Given an undirected graph, the task is to choose a direction for each edge so that the resulting directed graph is acyclic. You can print any valid solution.

Example:

Input: n = 3, m = 3, edge = {{1, 2}, {2, 3}, {3, 1}}
Output:
1 2
2 3
1 3
Explanation: Connecting the graph in this manner will result in directed acyclic graph.

Input: n = 4, m = 4, edge = {{1, 2}, {2, 3}, {3, 4}, {4, 1}}

Output:
1 2
2 3
3 4
1 4

Explanation: Connecting the graph in this manner will result in directed acyclic graph.

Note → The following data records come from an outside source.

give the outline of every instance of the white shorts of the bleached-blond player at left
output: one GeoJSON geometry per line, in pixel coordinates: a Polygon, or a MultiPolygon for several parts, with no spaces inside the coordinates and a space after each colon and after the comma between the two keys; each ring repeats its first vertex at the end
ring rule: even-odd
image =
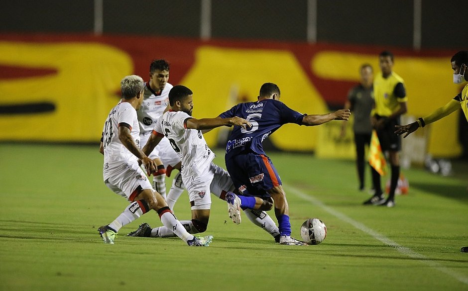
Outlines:
{"type": "Polygon", "coordinates": [[[137,163],[124,164],[120,170],[113,173],[111,177],[104,181],[104,184],[114,193],[127,198],[139,187],[141,190],[153,189],[143,170],[137,163]]]}

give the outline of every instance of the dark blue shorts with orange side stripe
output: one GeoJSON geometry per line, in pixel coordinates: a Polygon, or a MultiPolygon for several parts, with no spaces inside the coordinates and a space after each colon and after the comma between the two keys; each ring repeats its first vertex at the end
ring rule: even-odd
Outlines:
{"type": "Polygon", "coordinates": [[[269,197],[268,190],[282,185],[270,158],[256,153],[242,153],[226,160],[235,188],[244,196],[269,197]]]}

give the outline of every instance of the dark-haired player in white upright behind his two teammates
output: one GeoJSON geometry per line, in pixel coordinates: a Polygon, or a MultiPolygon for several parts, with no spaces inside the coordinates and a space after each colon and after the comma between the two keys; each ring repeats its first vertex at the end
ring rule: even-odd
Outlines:
{"type": "MultiPolygon", "coordinates": [[[[154,122],[168,109],[169,91],[172,85],[169,81],[169,63],[166,60],[153,60],[149,66],[149,81],[145,83],[143,102],[137,111],[138,123],[140,126],[140,148],[149,139],[154,122]]],[[[153,188],[159,192],[167,201],[169,208],[173,208],[174,203],[184,191],[181,183],[180,173],[173,179],[172,187],[166,197],[166,167],[180,170],[180,158],[172,150],[167,139],[161,142],[148,155],[157,165],[153,174],[153,188]]],[[[170,171],[167,172],[170,175],[170,171]]]]}

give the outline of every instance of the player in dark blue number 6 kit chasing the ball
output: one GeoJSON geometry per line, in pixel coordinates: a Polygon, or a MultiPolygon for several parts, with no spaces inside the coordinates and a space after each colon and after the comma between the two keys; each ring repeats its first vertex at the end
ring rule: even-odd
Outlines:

Approach: To solve the problem, follow the idea below:

The idea is to direct the edges from smaller vertex to largest one, to make the graph acyclic. It ensures that all edges are directed in a way that prevents cycles. Since each edge is directed from a smaller node to a larger node, it’s impossible to go back to a smaller node from a larger node, which prevents any cycles from forming.

Step-by-step algorithm:

• Loop through each edge.
• For each edge, check if the first vertex is greater than the second vertex.
• If so, swap the vertices to ensure the edge is directed from the smaller vertex to the larger vertex.

Below is the implementation of the algorithm:

// C++ code
#include <bits/stdc++.h>
using namespace std;

vector<pair<int, int> >
diracycgraph(vector<pair<int, int> >& edge, int m)
{
    // Direct all the edges from smaller vertex to larger
    // one
    for (int i = 0; i < m; i++)
        if (edge[i].first > edge[i].second)
            swap(edge[i].first, edge[i].second);
    return edge;
}

// Driver code
int main()
{
    int n = 3, m = 3;
    vector<pair<int, int> > edge{ { 1, 2 },
                                  { 2, 3 },
                                  { 3, 1 } };

    vector<pair<int, int> > res = diracycgraph(edge, m);
    for (int i = 0; i < m; i++)
        cout << res[i].first << " " << res[i].second
             << endl;
}

1 2
2 3
1 3

Time Complexity: O(n), where n is the number of nodes.
Auxiliary Space: O(1)